Parks and Recreation is over, and while that network’s sitcom slate is in shambles (Undateable? Really, NBC?), and while CBS’s sitcom slate is laugh-track central, and nobody watches Fox’s solid live-action sitcoms, ABC is quietly ruling the quality sitcom roost. They have corned the market on family sitcoms, led by Modern Family; the blue-collar family joint, The Middle; the excellent African-American sitcom, Black-ish; and the good-and-getting-better Asian-American sitcom, Fresh Off the Boat.

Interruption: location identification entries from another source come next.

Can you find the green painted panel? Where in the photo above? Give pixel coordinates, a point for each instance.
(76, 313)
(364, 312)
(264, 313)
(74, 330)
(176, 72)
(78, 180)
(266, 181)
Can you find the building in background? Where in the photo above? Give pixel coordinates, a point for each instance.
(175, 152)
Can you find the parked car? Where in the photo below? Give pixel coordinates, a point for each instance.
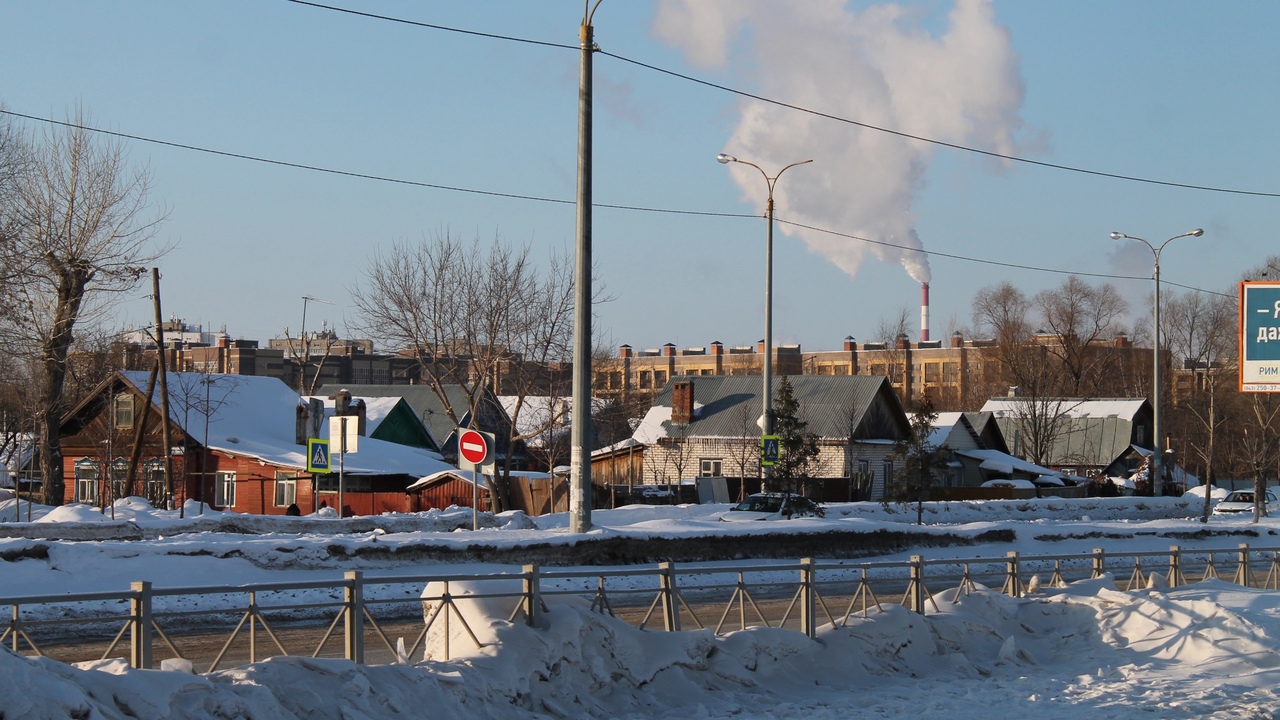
(1243, 501)
(772, 506)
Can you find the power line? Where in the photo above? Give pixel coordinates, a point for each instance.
(812, 112)
(560, 201)
(415, 23)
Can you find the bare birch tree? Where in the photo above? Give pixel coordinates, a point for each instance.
(469, 314)
(78, 236)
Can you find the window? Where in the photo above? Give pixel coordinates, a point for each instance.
(224, 488)
(119, 478)
(286, 490)
(86, 482)
(123, 410)
(156, 490)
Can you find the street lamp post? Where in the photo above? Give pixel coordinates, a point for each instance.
(1157, 478)
(767, 414)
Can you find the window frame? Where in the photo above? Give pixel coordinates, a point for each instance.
(224, 488)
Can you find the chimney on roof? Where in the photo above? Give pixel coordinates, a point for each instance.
(341, 402)
(682, 402)
(924, 311)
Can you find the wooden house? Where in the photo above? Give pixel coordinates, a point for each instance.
(236, 442)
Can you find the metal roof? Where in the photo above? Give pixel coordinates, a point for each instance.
(835, 406)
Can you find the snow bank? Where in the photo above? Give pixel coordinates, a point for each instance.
(1196, 651)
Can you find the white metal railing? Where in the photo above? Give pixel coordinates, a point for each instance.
(780, 595)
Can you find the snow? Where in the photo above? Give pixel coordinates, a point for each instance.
(1201, 650)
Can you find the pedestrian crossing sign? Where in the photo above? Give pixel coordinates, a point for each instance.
(769, 450)
(318, 455)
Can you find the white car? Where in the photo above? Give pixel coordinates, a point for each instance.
(772, 506)
(1242, 501)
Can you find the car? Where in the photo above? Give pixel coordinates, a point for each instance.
(1242, 501)
(772, 506)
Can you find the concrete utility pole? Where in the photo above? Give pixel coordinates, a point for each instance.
(580, 433)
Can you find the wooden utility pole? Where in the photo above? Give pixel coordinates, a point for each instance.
(164, 391)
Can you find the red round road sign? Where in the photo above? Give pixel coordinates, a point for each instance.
(472, 447)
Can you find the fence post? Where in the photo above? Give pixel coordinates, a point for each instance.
(1243, 575)
(808, 600)
(353, 600)
(917, 587)
(140, 638)
(1175, 566)
(1013, 574)
(533, 595)
(670, 610)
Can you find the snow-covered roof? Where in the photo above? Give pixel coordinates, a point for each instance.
(255, 417)
(376, 409)
(999, 461)
(1125, 408)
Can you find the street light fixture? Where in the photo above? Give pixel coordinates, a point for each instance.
(767, 415)
(1157, 478)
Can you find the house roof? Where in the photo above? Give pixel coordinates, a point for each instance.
(255, 417)
(376, 409)
(1124, 408)
(835, 406)
(1089, 432)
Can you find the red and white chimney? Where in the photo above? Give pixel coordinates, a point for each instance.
(924, 311)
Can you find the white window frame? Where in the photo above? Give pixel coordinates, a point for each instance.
(286, 490)
(224, 488)
(155, 487)
(86, 482)
(122, 410)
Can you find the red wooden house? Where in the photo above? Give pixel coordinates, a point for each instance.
(236, 442)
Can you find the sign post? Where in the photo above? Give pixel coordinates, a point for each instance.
(475, 454)
(769, 450)
(1260, 337)
(344, 431)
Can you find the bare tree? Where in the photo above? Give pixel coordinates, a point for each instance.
(1080, 315)
(469, 315)
(80, 236)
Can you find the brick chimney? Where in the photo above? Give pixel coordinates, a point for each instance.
(682, 402)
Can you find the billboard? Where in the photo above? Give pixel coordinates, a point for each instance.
(1260, 336)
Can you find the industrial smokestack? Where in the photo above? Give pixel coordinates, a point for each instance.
(924, 311)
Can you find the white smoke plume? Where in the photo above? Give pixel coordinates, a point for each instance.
(876, 65)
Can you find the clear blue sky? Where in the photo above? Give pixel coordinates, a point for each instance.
(1168, 90)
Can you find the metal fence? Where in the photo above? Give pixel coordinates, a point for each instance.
(800, 595)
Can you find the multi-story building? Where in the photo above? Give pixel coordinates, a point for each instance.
(958, 374)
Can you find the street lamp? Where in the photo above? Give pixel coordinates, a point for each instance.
(767, 417)
(1157, 479)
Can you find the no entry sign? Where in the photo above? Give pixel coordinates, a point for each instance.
(475, 447)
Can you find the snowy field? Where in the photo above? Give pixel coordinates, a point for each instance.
(1207, 650)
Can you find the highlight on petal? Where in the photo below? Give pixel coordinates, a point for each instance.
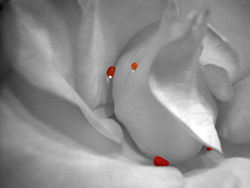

The Goldbergs, however, may be my favorite of the bunch. It’s not only this decade’s Wonder Years, but it’s an incredibly fun homage to the ’80s. While working ’80s touchstones into almost every episode could come off as gimmicky, The Goldbergs does a solid job of making the pop culture references work for the story without becoming the story (it also gets bonus points for successfully mixing pathos with humor; as with with Wonder Years, every episode will leave you feeling misty).
The most recent episode of The Goldbergs took up Ferris Bueller’s Day Off and saw the older brother, Barry Goldberg, attempting to replicate the events of the movie, only to find out that he’s not nearly cool enough to pull it off. It ended with a rousing, off-key version of “Twist and Shout” during the homecoming dance that was nothing short of crowd-pleasing.
There were obviously a lot of allusions to Ferris Bueller, but what I really appreciate about The Goldbergs is that creator Adam Goldberg really, really was an ’80s geek. When he pays homage to Ferris Bueler, he goes all in, which means replicating even one of the film’s famous continuity errors.
Some of you may recall this continuity error from the movie (via Reddit user Doctorjames25):
Notice when Cameron (Alan Ruck) falls into the pool, the chair stays on the diving board. However, as you can see from the shot of Cameron in the pool, the chair is clearly in there with him. Yet, there it is again on the diving board as Cameron comes back to the surface.